«Теперь они оба умерли, но я не скучаю по ним,
я скучаю по тому, что могло бы быть» –
Скарлетт Томас, «Наваждение Люмаса»
Мне двадцать четыре года. Такой примечательный возраст! Чем же примечательный? А тем, что можно говорить так: «мне двадцать четыре года», а не «мне двадцать пять лет». Словно рубеж какой-то, черта, через которую тебя перетаскивают, и теперь твоя жизнь измеряется не годами, а летами, и всё это вроде как серьёзно. Задуматься пора. Пора сесть и хорошенько задуматься, а в тридцать один год задуматься ещё сильнее, чтобы к тридцати двум осознать, что всё не так уж и плохо, и снова обрести право беззаботно заявлять: «Мне тридцать два года!»
Мне тридцать два года. Я очень много думала последние несколько лет, и, в особенности, последний год. Многое произошло за это время, за то время, пока я думала. Как-то незаметно для себя я начала курить, а потом задумалась – и бросила. Потом обнаружила у себя начальную стадию алкоголизма, призадумалась, и, сделав над собой усилие, избавилась от алкогольной зависимости, правда, ценой получения нервной анорексии. Снова начала курить. Однажды, когда я раскуривала очередную сигарету, сидя на кухне, мой парень сказал мне, что он категорически против курения, и я с удивлением вспомнила о существовании своего парня (спорим, он тоже удивился), с опаской покосилась на него, но не выбросила сигарету. Тогда он вынул у меня её из пальцев и выбросил. Я поджала губы, сказала: «Должен будешь», и сделала себе чай.

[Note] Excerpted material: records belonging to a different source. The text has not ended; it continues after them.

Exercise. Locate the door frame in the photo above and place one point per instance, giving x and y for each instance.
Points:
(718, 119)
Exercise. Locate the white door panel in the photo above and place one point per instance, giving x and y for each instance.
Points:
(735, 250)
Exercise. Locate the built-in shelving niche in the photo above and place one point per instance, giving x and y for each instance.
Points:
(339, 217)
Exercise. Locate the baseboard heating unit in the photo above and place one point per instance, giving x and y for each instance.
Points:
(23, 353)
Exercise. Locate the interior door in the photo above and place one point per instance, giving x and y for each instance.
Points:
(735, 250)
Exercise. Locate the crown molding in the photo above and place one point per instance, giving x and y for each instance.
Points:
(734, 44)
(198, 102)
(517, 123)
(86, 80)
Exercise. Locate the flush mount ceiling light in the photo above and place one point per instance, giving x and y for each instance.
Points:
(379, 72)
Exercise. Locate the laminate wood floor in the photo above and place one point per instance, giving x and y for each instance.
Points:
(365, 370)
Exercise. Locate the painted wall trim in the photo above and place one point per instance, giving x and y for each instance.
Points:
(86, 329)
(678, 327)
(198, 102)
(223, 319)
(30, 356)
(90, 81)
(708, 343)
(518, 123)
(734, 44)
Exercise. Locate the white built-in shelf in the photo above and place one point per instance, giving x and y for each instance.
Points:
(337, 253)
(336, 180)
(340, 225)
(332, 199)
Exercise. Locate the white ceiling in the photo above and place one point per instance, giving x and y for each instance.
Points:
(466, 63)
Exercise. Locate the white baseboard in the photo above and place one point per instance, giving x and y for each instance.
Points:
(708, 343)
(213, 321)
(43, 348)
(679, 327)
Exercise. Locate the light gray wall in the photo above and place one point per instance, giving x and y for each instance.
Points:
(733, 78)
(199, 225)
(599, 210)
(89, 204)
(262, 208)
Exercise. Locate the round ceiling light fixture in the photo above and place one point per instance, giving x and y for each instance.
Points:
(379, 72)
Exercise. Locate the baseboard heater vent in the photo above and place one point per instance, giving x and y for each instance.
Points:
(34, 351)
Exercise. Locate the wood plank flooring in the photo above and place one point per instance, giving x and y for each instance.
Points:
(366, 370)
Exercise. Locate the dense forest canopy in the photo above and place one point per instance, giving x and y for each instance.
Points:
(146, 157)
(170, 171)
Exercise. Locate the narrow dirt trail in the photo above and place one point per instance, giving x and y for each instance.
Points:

Как я уже сказала, в прошлом году я много думала, но, к сожалению, думала не о том, о чем стоило бы. А о чём стоило бы, спросите вы? Не спросите, конечно, но стоило бы думать о работе. Я подумала о том, чтобы подумать о работе, и снова потянулась за сигаретой. Сделав затяжку, я подумала о том, что на месте сигареты, то есть у меня во рту, могло бы оказаться пирожное, мороженое, шоколадное, фисташковое, и нажала на кнопку, чтобы язык обжёг острый ментоловый вкус, хотя обещался вишнёвый. Сойдёт. Когда у меня в отношениях всё плохо, я не могу думать о работе, ни о чём не могу думать, только об отношениях, и о том, что плохо, и том, как давно я не чувствовала разные вкусы. «Вредная привычка» – передразниваю я у себя в голове моего дорогого сожителя. Да что ты понимаешь во вредных привычках! Вот есть – вот это вредная привычка, а курение – так… День за днём проходили в вымышленных исходах вымышленных событий. Я репетировала вопросы, которые задам вечером, но как бы я ни старалась, твой инопланетный разум ставил меня в тупик, и я проигрывала бой, и ни разу не доходила даже до второго вопроса «по плану». Твой ответ уже на первый мой вопрос поражал меня так сильно, так глубоко вонзал в моё сердце стрелу тотального непонимания, что я даже не знала, что думать, лишь смотрела на тебя выпученными глазами, а ты сидел, словно провинившийся ребёнок в кабинете директора, в ожидании, пока его отпустят играть дальше. И я отпускала. В конце концов, каждый должен быть на своём месте, а в нашем случае, я должна быть наедине с собой, а ты – с собой. Но пока мы жили в одной квартире, как бы я ни старалась, я не могла быть ни с собой, ни с тобой, потому что я не могла понять ни тебя, ни себя. А я ведь не просто так оказалась на такой работе, где надо думать – у меня пытливый ум. Я привыкла копать до самой сути вещей, не останавливаться перед любыми преградами в поиске разгадки, и я хотела тебя разгадать. Ничего не выходило.